Hayslip John W, Simpson Kit N
Markey Cancer Center, University of Kentucky, Lexington, KY 40536, USA.
Clin Lymphoma Myeloma. 2008 Jun;8(3):166-70. doi: 10.3816/CLM.2008.n.020.
A recent Intergroup trial showed that receiving adjuvant rituximab after having a second remission from follicular lymphoma (FL) improved progression-free and overall survival (OS). The current study was conducted to determine the incremental cost-effectiveness ratio of this strategy in the United States.

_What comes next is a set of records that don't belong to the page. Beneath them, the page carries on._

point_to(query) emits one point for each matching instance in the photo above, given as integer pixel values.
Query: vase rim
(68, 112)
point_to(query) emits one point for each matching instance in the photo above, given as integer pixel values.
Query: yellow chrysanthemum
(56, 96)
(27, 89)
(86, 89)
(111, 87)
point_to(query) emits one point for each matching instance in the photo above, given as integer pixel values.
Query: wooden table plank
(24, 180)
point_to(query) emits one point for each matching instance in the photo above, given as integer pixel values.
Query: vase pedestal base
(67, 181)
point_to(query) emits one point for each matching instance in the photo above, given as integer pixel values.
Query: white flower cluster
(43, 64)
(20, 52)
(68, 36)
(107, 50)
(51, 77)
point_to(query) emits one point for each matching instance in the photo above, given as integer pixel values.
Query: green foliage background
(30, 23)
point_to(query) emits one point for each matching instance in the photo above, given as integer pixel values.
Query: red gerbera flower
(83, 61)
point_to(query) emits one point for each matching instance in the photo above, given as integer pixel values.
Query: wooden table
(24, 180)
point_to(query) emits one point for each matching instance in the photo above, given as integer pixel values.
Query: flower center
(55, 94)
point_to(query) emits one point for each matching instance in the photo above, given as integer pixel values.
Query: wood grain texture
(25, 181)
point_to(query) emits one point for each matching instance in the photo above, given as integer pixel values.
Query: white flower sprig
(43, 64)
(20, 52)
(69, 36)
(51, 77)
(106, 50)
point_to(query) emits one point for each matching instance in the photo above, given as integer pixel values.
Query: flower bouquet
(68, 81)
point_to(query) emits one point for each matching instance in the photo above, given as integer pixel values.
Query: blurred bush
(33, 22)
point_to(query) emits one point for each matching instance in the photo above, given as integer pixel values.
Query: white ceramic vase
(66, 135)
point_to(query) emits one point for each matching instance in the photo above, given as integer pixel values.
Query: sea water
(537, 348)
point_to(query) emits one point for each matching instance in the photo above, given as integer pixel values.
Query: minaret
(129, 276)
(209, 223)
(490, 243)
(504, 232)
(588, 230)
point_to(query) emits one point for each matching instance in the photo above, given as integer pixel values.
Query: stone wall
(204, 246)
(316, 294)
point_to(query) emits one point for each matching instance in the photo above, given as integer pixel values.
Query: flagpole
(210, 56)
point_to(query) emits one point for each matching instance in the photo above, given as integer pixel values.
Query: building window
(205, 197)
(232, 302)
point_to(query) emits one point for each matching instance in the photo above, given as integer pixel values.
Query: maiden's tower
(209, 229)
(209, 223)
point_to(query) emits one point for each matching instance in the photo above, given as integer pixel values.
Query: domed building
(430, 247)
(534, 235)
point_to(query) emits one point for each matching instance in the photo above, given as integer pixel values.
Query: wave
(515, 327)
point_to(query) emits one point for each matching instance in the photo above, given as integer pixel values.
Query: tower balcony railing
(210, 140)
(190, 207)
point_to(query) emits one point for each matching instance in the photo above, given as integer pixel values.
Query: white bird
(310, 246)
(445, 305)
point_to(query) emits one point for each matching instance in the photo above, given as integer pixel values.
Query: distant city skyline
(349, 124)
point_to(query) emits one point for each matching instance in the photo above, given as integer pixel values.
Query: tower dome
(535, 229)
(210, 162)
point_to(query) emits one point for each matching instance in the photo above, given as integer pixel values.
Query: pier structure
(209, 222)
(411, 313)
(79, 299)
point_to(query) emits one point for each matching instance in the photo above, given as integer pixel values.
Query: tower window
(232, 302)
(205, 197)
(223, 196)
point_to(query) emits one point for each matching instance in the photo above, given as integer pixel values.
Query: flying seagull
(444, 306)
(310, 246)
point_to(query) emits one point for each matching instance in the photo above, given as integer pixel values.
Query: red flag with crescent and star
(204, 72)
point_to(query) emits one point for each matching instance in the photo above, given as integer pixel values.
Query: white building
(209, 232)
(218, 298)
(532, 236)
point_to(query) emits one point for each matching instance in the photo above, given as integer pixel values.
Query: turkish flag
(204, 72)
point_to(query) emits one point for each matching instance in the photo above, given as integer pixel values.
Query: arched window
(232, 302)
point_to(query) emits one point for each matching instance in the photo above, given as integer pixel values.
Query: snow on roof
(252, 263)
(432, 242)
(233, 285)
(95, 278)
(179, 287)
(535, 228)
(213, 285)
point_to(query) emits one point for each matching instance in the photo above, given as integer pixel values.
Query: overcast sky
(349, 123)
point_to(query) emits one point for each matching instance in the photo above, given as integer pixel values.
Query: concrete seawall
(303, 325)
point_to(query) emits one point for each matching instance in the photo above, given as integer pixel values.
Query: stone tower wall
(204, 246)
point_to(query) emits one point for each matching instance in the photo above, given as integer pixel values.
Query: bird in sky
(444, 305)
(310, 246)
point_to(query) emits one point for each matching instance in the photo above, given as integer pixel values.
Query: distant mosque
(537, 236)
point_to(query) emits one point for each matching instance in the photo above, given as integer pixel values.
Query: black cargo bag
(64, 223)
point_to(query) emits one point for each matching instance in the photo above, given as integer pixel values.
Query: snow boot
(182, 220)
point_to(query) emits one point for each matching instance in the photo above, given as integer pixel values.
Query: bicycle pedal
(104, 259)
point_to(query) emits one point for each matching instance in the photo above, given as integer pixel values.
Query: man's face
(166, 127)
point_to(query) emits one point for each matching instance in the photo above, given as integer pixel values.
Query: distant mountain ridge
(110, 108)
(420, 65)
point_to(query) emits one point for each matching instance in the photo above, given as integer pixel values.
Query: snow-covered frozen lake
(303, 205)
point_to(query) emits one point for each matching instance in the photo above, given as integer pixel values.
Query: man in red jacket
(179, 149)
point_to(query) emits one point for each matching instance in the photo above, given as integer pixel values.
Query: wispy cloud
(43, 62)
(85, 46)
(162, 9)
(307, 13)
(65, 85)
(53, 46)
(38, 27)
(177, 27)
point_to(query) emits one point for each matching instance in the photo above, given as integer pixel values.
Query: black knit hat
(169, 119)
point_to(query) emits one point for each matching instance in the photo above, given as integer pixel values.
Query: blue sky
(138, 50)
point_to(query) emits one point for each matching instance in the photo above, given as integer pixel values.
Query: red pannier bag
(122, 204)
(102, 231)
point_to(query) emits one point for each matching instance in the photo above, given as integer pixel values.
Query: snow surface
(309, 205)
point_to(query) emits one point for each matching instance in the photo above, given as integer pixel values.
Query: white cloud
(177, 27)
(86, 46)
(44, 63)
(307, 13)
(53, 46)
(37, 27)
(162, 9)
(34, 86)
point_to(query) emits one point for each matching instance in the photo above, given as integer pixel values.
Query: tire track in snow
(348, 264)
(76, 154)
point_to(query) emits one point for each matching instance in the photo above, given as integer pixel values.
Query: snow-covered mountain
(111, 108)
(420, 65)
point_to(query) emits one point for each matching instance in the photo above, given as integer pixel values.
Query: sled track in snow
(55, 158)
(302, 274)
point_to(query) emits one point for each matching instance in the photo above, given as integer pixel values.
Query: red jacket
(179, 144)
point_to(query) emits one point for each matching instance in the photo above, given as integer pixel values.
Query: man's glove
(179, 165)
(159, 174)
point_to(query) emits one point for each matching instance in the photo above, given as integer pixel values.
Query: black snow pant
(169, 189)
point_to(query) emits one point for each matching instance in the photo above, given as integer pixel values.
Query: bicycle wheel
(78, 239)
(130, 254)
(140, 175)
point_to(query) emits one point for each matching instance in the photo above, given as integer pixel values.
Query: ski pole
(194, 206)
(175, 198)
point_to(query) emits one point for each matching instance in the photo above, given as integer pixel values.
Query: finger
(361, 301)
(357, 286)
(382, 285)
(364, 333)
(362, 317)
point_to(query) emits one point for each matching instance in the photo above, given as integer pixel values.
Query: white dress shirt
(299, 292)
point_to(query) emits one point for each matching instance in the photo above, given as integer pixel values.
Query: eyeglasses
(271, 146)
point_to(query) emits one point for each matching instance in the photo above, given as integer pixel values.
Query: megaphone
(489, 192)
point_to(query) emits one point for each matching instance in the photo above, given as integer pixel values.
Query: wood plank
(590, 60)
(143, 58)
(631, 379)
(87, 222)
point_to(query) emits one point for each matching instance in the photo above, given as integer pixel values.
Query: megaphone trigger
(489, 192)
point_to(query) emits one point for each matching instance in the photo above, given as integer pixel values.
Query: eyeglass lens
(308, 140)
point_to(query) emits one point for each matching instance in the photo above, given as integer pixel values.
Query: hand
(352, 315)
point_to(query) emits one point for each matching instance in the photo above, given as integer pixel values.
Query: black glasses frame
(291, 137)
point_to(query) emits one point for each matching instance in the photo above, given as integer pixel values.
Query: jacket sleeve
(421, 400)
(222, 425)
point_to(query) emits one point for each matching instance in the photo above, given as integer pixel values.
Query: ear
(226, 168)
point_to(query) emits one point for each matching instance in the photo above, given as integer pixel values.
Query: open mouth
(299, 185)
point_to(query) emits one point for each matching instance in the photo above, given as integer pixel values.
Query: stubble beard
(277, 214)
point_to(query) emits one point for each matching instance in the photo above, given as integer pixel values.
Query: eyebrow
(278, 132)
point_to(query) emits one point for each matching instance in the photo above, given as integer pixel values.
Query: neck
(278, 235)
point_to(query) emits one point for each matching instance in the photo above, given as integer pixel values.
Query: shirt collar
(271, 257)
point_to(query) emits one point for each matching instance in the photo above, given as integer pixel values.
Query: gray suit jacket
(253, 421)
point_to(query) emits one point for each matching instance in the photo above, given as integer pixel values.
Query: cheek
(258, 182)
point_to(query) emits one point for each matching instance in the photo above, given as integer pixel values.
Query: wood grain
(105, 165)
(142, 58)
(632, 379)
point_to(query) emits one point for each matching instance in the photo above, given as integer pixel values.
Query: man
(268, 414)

We constructed a transition state model to estimate the incremental cost-effectiveness ratio of extended adjuvant rituximab for 2 years for patients having a second FL remission. Event-free and OS rates were estimated from the recently published Intergroup trial. These were adjusted to reflect the contribution of non-cancer-specific mortality for patients aged 65-70 years, a more commonly affected age group than in the Intergroup trial, which had a median age of 54 years. Previously reported quality of life and cost estimates were obtained from peer-reviewed sources.
Five years after a second induction with R-CHOP (rituximab with cyclophosphamide/doxorubicin/vincristine/ prednisone), disease-free survival is expected to be 47% and 22%, and the OS rates are estimated to be 73% and 61% for extended adjuvant rituximab and observation, respectively, during the second remission. The discounted incremental cost-effectiveness ratio for the addition of adjuvant rituximab is estimated to be $19,522 per quality-adjusted life-years gained.
Extended adjuvant rituximab offers a clinical benefit to patients aged 65-70 years who have a second remission from FL at a cost generally acceptable to the US healthcare system.
一项近期的国际协作组试验表明,滤泡性淋巴瘤(FL)二次缓解后接受辅助性利妥昔单抗治疗可改善无进展生存期和总生存期(OS)。本研究旨在确定该策略在美国的增量成本效益比。
我们构建了一个过渡状态模型,以估计FL二次缓解患者接受2年延长辅助性利妥昔单抗治疗的增量成本效益比。无事件生存期和总生存率根据近期发表的国际协作组试验进行估计。这些数据进行了调整,以反映65 - 70岁患者非癌症特异性死亡率的影响,该年龄组比国际协作组试验中更常受影响,国际协作组试验的中位年龄为54岁。先前报道的生活质量和成本估计来自同行评审的资料。
在第二次使用R-CHOP(利妥昔单抗联合环磷酰胺/阿霉素/长春新碱/泼尼松)诱导治疗5年后,预计无病生存率分别为47%和22%,第二次缓解期间延长辅助性利妥昔单抗组和观察组的总生存率分别估计为73%和61%。添加辅助性利妥昔单抗的贴现增量成本效益比估计为每获得一个质量调整生命年19,522美元。
延长辅助性利妥昔单抗为65 - 70岁FL二次缓解的患者带来了临床益处,其成本在美国医疗保健系统通常可接受的范围内。